Lancaster police said in a statement that an unidentified individuals or group intentionally damaged the 460 pound metal menorah in Penn Square, Lancaster Online reported.

They are currently looking for witnesses.

This was the first Hanukkah the custom-fabricated menorah was put up on the northeast corner of the square, where it stands a few feet from the city’s Christmas tree.

It was designed to look like a red rose bush because Lancaster is known as the “city of roses.” There are eighteen roses on the menorah, representing “chai.”

The vandalism was significant. Several of its arms were bent forward, and its letters spelling “Lancaster” were also bent and disconnected from the rest of the menorah.

Several of the menorah’s steel branches were also cut off.

“It’s absolutely heartbreaking looking at this thing,” Miriam Baumgarnter, the board president of the Jewish Community Alliance of Lancaster, told the news outlet.

Baumgartner echoed the police assessment that the menorah was intentionally vandalized. She added that “fortunately there are lots of cameras in the area.” But police told her that footage from two nearby bank cameras pointed in the direction of the menorah was not immediately available.

The vandalism was first noticed by a city official on Saturday morning.

Police said in a statement that they “will continue to stand with our community partners in the Jewish faith community.”

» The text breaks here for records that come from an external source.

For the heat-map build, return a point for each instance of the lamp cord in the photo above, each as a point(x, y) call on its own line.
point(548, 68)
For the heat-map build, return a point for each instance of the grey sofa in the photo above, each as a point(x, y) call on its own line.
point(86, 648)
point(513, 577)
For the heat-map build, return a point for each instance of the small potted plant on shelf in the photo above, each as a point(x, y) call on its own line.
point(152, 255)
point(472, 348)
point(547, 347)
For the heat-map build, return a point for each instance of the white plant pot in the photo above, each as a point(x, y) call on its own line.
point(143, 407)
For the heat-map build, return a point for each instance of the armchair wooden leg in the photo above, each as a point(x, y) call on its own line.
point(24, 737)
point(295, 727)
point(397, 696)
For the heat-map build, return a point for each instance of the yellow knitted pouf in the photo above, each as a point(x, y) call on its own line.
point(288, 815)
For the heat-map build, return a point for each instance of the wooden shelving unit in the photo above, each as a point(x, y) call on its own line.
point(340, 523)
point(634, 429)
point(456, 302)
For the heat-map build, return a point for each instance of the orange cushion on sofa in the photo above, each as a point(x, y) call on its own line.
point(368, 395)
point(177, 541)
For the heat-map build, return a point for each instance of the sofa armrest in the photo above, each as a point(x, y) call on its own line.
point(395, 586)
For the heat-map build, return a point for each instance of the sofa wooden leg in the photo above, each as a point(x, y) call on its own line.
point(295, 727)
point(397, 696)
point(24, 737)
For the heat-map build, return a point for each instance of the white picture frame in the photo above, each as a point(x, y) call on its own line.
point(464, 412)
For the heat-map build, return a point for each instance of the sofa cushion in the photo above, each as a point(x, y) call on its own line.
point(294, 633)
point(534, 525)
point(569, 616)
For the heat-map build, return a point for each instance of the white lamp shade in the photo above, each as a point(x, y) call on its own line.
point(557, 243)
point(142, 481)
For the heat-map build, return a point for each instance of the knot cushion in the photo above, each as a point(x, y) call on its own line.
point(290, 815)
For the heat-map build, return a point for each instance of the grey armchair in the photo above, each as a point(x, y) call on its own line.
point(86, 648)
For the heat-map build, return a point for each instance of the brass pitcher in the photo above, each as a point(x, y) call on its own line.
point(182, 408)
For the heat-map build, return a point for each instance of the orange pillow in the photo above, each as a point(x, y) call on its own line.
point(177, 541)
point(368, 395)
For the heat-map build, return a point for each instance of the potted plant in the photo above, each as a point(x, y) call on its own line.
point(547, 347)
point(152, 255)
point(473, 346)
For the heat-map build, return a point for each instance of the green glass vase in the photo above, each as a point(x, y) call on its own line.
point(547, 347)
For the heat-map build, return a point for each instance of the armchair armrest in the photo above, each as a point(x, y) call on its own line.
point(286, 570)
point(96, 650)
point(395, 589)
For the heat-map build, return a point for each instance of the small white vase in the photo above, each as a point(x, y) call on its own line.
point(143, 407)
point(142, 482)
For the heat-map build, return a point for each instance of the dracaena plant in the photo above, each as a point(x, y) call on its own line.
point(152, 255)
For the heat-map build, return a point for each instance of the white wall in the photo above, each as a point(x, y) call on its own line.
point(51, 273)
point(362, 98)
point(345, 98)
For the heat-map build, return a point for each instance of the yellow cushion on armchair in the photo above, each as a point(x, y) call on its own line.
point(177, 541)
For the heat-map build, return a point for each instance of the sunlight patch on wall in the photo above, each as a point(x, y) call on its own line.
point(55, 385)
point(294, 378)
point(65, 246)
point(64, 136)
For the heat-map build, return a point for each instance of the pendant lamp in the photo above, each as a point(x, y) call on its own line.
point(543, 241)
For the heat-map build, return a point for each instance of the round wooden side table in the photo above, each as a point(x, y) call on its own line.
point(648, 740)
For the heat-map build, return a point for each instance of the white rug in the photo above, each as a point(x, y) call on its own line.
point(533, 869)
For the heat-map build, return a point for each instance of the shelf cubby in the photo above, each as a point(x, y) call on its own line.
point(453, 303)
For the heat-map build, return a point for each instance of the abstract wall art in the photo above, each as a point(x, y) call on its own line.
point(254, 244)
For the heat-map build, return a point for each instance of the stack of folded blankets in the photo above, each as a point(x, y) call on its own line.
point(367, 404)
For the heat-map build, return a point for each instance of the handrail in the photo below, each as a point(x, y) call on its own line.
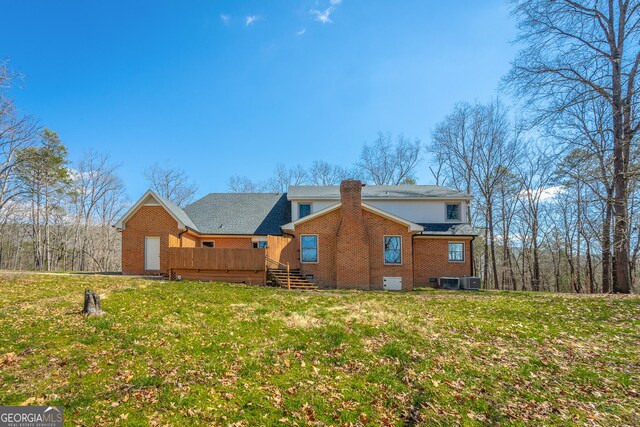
point(283, 266)
point(278, 263)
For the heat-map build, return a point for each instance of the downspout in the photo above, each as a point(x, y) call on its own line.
point(472, 263)
point(413, 261)
point(181, 233)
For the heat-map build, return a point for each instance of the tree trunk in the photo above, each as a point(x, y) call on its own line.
point(606, 246)
point(92, 304)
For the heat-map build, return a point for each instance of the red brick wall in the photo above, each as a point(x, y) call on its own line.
point(148, 221)
point(352, 240)
point(431, 259)
point(378, 227)
point(326, 227)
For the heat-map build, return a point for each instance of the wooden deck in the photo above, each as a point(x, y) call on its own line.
point(229, 265)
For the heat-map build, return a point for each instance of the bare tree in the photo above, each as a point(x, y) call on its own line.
point(242, 184)
point(97, 197)
point(16, 132)
point(283, 177)
point(324, 173)
point(385, 162)
point(171, 183)
point(480, 148)
point(575, 52)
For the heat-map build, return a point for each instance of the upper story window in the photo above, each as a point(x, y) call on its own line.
point(309, 248)
point(392, 250)
point(453, 212)
point(456, 252)
point(304, 209)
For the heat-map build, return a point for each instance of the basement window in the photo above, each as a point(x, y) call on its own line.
point(392, 250)
point(309, 248)
point(456, 252)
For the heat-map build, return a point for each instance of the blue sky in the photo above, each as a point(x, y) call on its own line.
point(221, 88)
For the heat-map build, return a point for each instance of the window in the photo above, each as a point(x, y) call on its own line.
point(456, 252)
point(309, 248)
point(453, 212)
point(392, 250)
point(304, 210)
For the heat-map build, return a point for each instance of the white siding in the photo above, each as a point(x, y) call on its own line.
point(419, 211)
point(316, 205)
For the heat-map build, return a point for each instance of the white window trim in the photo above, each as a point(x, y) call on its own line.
point(317, 249)
point(145, 252)
point(464, 250)
point(401, 251)
point(459, 212)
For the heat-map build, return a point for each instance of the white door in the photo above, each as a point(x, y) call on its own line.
point(152, 253)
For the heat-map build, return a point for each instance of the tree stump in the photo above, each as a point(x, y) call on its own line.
point(92, 304)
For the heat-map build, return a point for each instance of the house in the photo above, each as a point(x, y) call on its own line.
point(351, 236)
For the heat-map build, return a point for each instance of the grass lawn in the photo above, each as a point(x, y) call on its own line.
point(188, 353)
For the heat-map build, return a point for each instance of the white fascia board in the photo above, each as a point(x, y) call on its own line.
point(292, 225)
point(378, 198)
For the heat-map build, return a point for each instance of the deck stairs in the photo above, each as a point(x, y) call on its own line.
point(291, 279)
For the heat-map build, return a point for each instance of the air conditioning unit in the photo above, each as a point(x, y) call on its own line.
point(470, 283)
point(392, 283)
point(449, 283)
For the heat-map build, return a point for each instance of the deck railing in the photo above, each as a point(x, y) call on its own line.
point(216, 259)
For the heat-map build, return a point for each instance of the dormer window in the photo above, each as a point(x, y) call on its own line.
point(453, 212)
point(304, 209)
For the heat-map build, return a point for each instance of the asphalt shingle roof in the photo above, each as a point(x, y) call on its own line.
point(240, 213)
point(301, 192)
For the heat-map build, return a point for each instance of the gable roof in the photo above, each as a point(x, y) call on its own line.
point(375, 192)
point(151, 196)
point(240, 213)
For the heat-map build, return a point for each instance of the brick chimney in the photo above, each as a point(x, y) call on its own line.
point(352, 251)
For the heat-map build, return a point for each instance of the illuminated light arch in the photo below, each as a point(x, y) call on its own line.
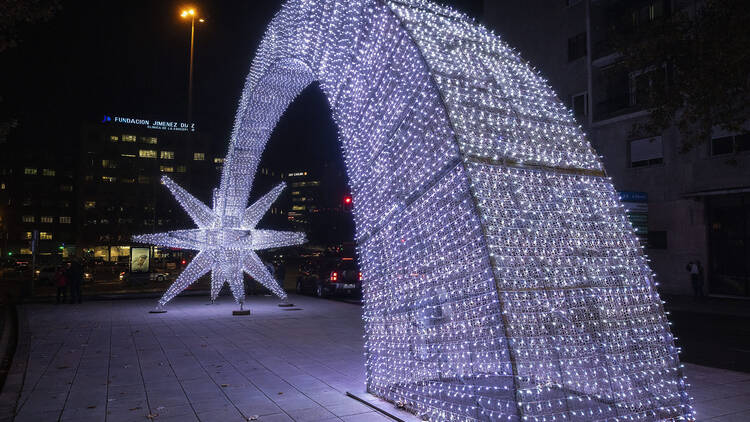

“This year the City of Lancaster partnered with the Jewish community for the first time to celebrate Hanukkah with a menorah placed at Penn Square. Last night the menorah was intentionally vandalized,” said a statement on the City of Lancaster’s Facebook page. “And while we don’t yet know the motivation, we will not allow fear, hatred, or ignorance to cast a shadow over a celebration of light. Join us each night of Hanukkah during the lighting of the menorah, starting tomorrow night, to stand in solidarity as a community with our Jewish neighbors and illuminate the darkness behind this action and anything like it, today and every day.”

The menorah underwent repairs over the weekend to make it ready for the first night of Hanukkah on Sunday.

Mark Lewin, the artist who constructed the menorah using $1,600 in donated materials, planned to conduct additional repairs on Tuesday.

City council president Ismail Smith-Wade-El called the defacement of the menorah “wholly unacceptable.”

“It brings me no joy to tell you that the menorah in Penn Square was intentionally damaged last night,” he said on Facebook. “Our Jewish neighbors will be celebrating the Festival of Lights this coming week, and to attack a holy symbol at this time is an act of disrespect and prejudice.”

He added: “Most of us who call Lancaster home believe that everyone has the right to live, believe, work, love, and celebrate however they choose. The desecration of the menorah in Penn Square is a violation of our core values. Inaction in the face of anti-Semitism is a violation of our core values.”